Cabinet regeneration member Ken Hardeman terminated a contract with the Birmingham Asian Business Association on the basis that it was failing to deliver a programme to help small firms grow.
BABA won an Enterprise City contract to support the Asian community, but during the past year put forward only nine nominations for businesses requiring help – six of which were ruled unsuitable for financial help by the council.
The organisation's failure means that #250,000 out of a #280,000 grant remains unspent.
BABA has become the first casualty of a controversial review by Coun Hardeman into the performance of business organisations funded by the council.
Last night he warned that as many as nine other under-performing bodies would probably find their funding cut. The money saved would be diverted to bodies better equipped to deliver economic development programmes.
He was unhappy that, historically, the council had continued to fund "favoured" organisations without properly monitoring performance.
"There will be casualties," Coun Hardeman (Con Brandwood) said. "Like many other organisations, the Birmingham Asian Business Association has been used to getting funding from the council. I have looked at all of them and this is one example where we do not think money is being well spent.
"They haven't delivered."
Coun Hardeman said he was proud to have led an investigation into the funding of organisations across the city. The inquiry follows concern expressed by the council's Tory-Lib Dem coalition which, upon taking office in June 2004, expressed concern at the lack of performance targets set for groups funded by the local authority. There were also claims that organisations led by officials with links to Labour had been favoured.
Coun Hardeman said: "Lots of people on the edge could never get into the system, while others had it almost by rights. It's got to change.
"This is just one example. I am sure there will be other organisations that may find themselves in difficulties in relation to council funding unless they can offer the services we want and are prepared to stand up and be counted against the outcomes we set. They will be monitored strictly.
"There are a number of organisations in the city that are having to report what they do and conform to the rules and regulations that we set. They have got to be more business minded, more accountable and accept that the money granted to them has to be measured against agreed outomes.
"This is the first organisation to be told that their funding is stopping. Others are going through the process. Some aren't going to be successful where, in the past, they might have been."
The Birmingham Asian Business Association was founded in 1992 after a Chamber of Commerce survey indicated a lack of help organisations for the Asian community. It is based in Sparkbrook.
BABA's website says its main aim is to assist Asian businesses develop to their full potential, to help in the economic regeneration of Birmingham and to reduce disadvantage and discrimination facing minority ethnic communities.
The organisation's mission statement reads: "By providing quality business development programmes and services, the Association will help ensure that Asian businesses are prepared for the challenges and opportunities ahead for long term survival and growth."
BABA development manager Tariq Chaudhry declined to comment.

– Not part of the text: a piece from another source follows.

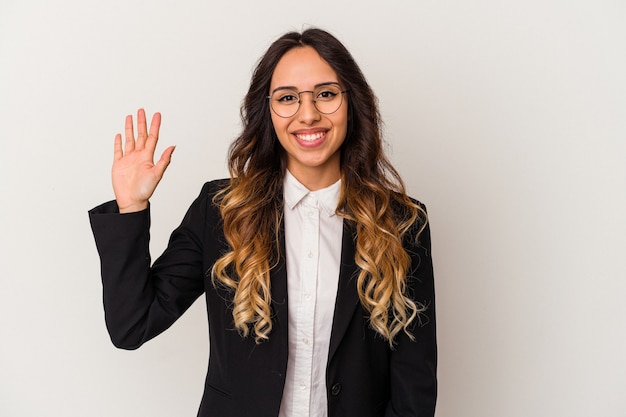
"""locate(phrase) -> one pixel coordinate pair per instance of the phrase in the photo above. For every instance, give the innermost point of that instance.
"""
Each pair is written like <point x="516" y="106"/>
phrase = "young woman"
<point x="314" y="262"/>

The Institute of Asian Businesses is to hold its annual dinner and awards at the ICC in Birmingham tomorrow night.
The event will feature, for the first time, the incorporation of the first IAB annual awards, recognising and celebrating the achievements of individuals and companies from across the region.
About 800 guests are expected at the dinner which will feature as the main speaker Karan Bilimoria, the founder & chief executive of Cobra Beer.